Key Highlights

  • An attacker forged a bridge message on a Polkadot–Ethereum contract, bypassed proof checks, and took admin control of the bridged DOT token.

  • The exploit allowed the attacker to mint roughly $1 billion worth of bridged DOT on Ethereum. 

  • Thin liquidity on decentralized exchanges limited the realized gain to approximately $237,000.

An attacker exploited a vulnerability in a Polkadot-to-Ethereum bridge contract, minting approximately $1 billion in bridged DOT tokens on the Ethereum network. Despite the scale of the mint, limited on-chain liquidity meant the attacker could only extract roughly $237,000 before the bridged token's price collapsed.

The attack centered on a forged cross-chain message that bypassed the bridge contract's state proof validation. By circumventing this check, the attacker gained administrative control over the bridged DOT token contract on Ethereum and was able to authorize the minting of the token's entire supply without legitimate verification from the Polkadot network.

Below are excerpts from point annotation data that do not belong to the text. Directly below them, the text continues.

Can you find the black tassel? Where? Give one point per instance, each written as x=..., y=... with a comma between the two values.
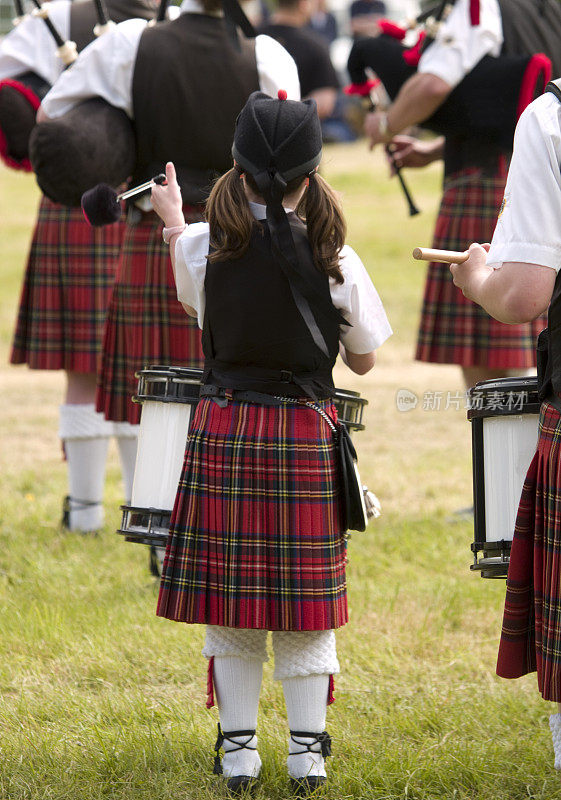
x=325, y=741
x=217, y=768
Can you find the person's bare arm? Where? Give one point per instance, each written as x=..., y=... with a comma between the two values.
x=516, y=292
x=417, y=100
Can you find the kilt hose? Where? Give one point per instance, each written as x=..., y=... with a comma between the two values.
x=531, y=632
x=68, y=281
x=255, y=537
x=146, y=324
x=452, y=329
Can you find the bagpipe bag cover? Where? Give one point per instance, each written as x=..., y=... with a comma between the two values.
x=20, y=98
x=93, y=143
x=484, y=103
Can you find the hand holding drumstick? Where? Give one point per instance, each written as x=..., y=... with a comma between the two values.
x=469, y=269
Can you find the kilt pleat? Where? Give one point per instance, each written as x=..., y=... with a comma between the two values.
x=66, y=289
x=255, y=538
x=452, y=329
x=146, y=324
x=531, y=631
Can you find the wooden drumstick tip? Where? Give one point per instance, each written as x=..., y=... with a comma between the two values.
x=445, y=256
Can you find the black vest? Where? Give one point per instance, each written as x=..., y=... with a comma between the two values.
x=254, y=337
x=83, y=17
x=549, y=340
x=189, y=84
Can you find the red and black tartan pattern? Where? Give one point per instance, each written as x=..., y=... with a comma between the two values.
x=255, y=538
x=68, y=281
x=146, y=324
x=453, y=330
x=531, y=632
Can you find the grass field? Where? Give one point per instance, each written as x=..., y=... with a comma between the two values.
x=100, y=699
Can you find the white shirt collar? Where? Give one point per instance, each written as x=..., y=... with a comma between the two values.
x=194, y=7
x=258, y=210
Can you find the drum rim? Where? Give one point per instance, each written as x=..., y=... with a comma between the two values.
x=505, y=386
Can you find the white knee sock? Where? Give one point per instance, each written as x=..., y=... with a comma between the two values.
x=127, y=442
x=85, y=434
x=306, y=706
x=237, y=682
x=555, y=727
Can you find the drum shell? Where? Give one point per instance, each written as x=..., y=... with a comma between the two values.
x=504, y=414
x=167, y=397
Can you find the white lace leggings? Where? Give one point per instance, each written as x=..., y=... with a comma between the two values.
x=297, y=653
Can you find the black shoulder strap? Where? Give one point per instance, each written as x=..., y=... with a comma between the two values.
x=554, y=89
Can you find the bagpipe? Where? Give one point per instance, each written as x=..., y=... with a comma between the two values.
x=486, y=103
x=20, y=97
x=94, y=145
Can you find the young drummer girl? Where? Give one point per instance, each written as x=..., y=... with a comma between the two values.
x=256, y=543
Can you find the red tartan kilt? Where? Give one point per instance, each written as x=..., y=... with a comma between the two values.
x=531, y=632
x=146, y=324
x=68, y=281
x=453, y=330
x=255, y=538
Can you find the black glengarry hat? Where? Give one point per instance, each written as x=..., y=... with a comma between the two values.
x=277, y=136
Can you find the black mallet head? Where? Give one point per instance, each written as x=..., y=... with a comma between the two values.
x=100, y=205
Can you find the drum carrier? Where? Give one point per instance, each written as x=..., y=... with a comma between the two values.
x=504, y=426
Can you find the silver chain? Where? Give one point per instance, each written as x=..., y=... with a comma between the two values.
x=311, y=405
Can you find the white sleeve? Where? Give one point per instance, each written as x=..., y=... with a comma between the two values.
x=30, y=46
x=276, y=68
x=191, y=251
x=459, y=45
x=103, y=69
x=529, y=225
x=360, y=304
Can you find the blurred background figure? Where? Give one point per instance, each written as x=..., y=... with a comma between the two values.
x=318, y=79
x=365, y=15
x=323, y=21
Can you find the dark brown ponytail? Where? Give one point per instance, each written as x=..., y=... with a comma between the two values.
x=229, y=217
x=321, y=210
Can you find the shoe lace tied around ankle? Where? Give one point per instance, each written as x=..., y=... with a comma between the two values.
x=323, y=739
x=230, y=736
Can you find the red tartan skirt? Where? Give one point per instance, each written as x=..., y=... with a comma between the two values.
x=68, y=281
x=255, y=538
x=453, y=330
x=146, y=324
x=531, y=632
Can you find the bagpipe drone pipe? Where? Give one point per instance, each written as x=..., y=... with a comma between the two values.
x=486, y=103
x=21, y=96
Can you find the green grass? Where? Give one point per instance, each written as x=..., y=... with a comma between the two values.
x=100, y=699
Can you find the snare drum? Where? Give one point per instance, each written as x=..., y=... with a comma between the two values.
x=168, y=395
x=504, y=426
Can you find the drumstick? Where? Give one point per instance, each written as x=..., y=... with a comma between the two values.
x=446, y=256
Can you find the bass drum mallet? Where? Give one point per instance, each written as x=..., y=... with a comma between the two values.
x=102, y=205
x=444, y=256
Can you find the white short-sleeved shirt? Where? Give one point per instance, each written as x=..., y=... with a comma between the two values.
x=529, y=225
x=105, y=69
x=356, y=298
x=30, y=47
x=459, y=45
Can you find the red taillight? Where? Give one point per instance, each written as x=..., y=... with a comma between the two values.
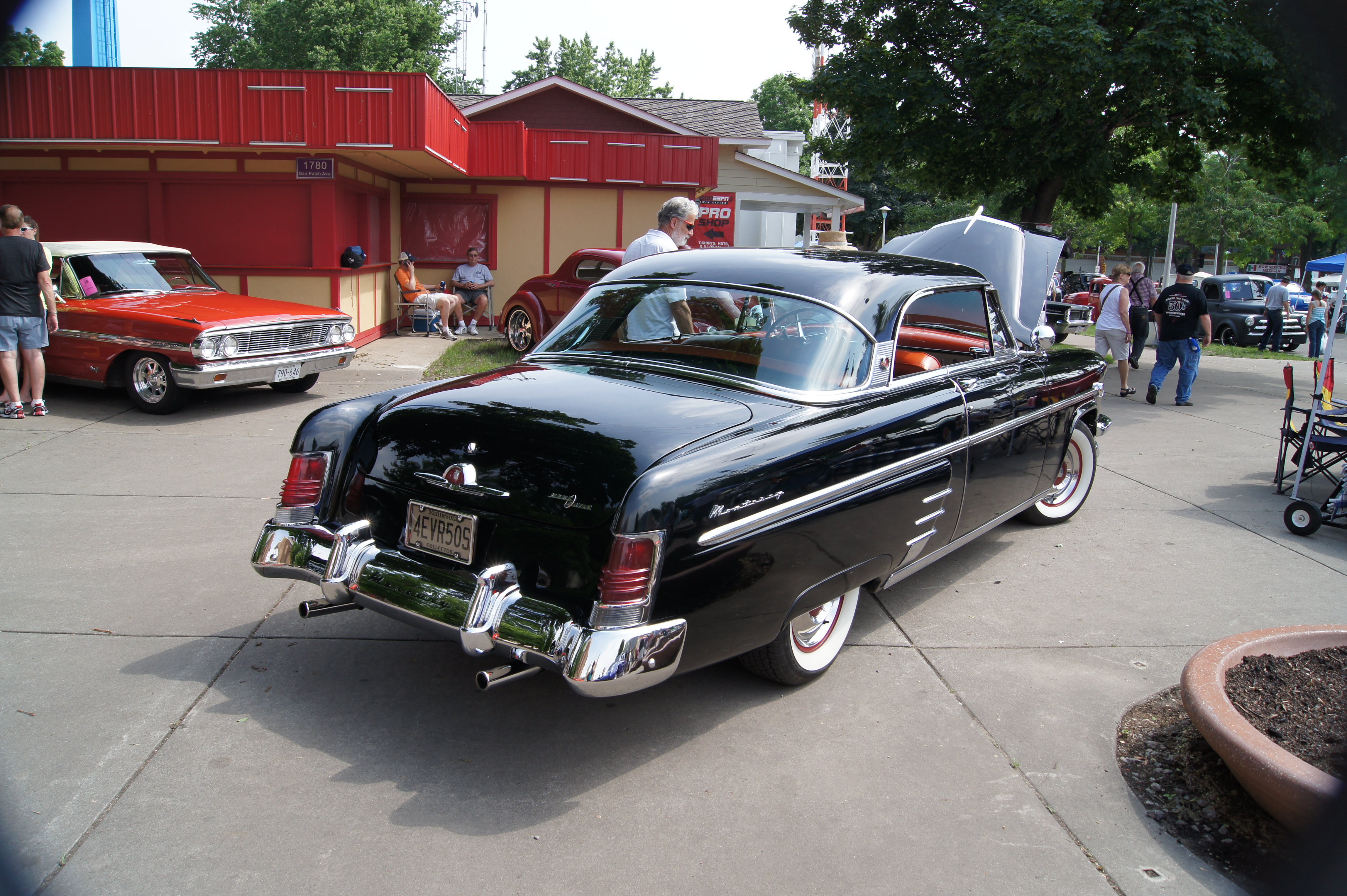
x=627, y=576
x=305, y=482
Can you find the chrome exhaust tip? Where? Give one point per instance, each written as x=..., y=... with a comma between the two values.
x=324, y=607
x=490, y=678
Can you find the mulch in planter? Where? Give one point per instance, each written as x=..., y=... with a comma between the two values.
x=1299, y=701
x=1191, y=794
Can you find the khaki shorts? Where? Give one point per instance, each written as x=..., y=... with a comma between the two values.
x=1114, y=341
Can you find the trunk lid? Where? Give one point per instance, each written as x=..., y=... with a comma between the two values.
x=565, y=442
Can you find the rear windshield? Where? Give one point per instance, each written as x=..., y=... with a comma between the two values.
x=784, y=342
x=107, y=275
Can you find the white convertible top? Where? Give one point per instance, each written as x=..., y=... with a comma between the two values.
x=104, y=247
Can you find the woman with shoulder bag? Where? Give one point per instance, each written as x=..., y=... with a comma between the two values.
x=1113, y=330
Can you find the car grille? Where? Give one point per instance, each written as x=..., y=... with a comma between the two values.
x=256, y=342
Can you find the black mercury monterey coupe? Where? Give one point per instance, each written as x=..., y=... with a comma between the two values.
x=708, y=458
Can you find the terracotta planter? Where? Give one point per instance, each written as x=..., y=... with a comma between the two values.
x=1291, y=790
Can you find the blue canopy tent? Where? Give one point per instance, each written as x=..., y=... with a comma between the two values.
x=1333, y=264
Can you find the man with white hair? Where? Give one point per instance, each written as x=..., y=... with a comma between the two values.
x=665, y=313
x=1143, y=293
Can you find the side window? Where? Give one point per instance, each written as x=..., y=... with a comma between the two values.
x=1001, y=341
x=592, y=270
x=941, y=330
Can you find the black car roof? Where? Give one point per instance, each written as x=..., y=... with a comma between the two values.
x=868, y=286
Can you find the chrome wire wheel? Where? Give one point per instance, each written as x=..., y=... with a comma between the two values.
x=150, y=380
x=1071, y=485
x=519, y=330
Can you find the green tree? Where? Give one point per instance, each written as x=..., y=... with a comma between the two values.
x=782, y=107
x=352, y=35
x=613, y=73
x=26, y=49
x=1059, y=99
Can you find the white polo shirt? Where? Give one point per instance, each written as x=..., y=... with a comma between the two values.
x=652, y=244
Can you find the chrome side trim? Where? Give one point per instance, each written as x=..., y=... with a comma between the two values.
x=842, y=490
x=126, y=341
x=903, y=572
x=824, y=497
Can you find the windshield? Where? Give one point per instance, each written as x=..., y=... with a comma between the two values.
x=783, y=342
x=122, y=272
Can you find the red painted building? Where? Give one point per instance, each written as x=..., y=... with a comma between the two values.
x=269, y=175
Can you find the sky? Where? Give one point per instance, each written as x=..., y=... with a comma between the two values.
x=706, y=57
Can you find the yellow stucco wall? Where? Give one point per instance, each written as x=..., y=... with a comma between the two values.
x=581, y=220
x=310, y=291
x=519, y=236
x=640, y=212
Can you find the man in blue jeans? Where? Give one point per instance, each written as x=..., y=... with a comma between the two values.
x=1179, y=313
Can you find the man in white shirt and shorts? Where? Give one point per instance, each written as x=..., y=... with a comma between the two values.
x=663, y=314
x=472, y=280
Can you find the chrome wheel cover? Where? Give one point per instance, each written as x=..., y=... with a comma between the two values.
x=150, y=380
x=813, y=629
x=1069, y=477
x=520, y=330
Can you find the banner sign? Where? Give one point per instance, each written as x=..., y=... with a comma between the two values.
x=716, y=223
x=313, y=169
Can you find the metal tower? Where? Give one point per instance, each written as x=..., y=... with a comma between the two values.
x=95, y=33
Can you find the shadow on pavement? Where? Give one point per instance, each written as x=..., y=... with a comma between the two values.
x=476, y=765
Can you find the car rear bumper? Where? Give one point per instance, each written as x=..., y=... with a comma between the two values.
x=484, y=611
x=242, y=372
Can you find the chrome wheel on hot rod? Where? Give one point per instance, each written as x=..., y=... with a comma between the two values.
x=1073, y=483
x=807, y=645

The gap between the face value of the minted tokens and the amount the attacker realized reflects a structural constraint. Bridged DOT trading pairs on Ethereum-based decentralized exchanges carried limited liquidity. As the attacker began dumping the minted supply, the price of the bridged token fell to near zero, capping the total extracted value at $237,000.

The native DOT token on Polkadot's own network was not directly impacted. The exploit targeted the Ethereum-side representation of the token, meaning users holding DOT natively on Polkadot did not see their balances change. However, holders of the Ethereum-bridged version of DOT likely faced a total loss.

Cross-chain bridges remain one of the most targeted components in decentralized finance. Previous bridge exploits include the Ronin bridge incident ($625 million, 2022) and the Wormhole exploit ($320 million, 2022). While the realized losses in this case were significantly smaller, the pattern is consistent: bridge contracts carry concentrated risk because they act as custodians of value between chains, and a single flaw in message verification logic can compromise the entire supply of a bridged asset.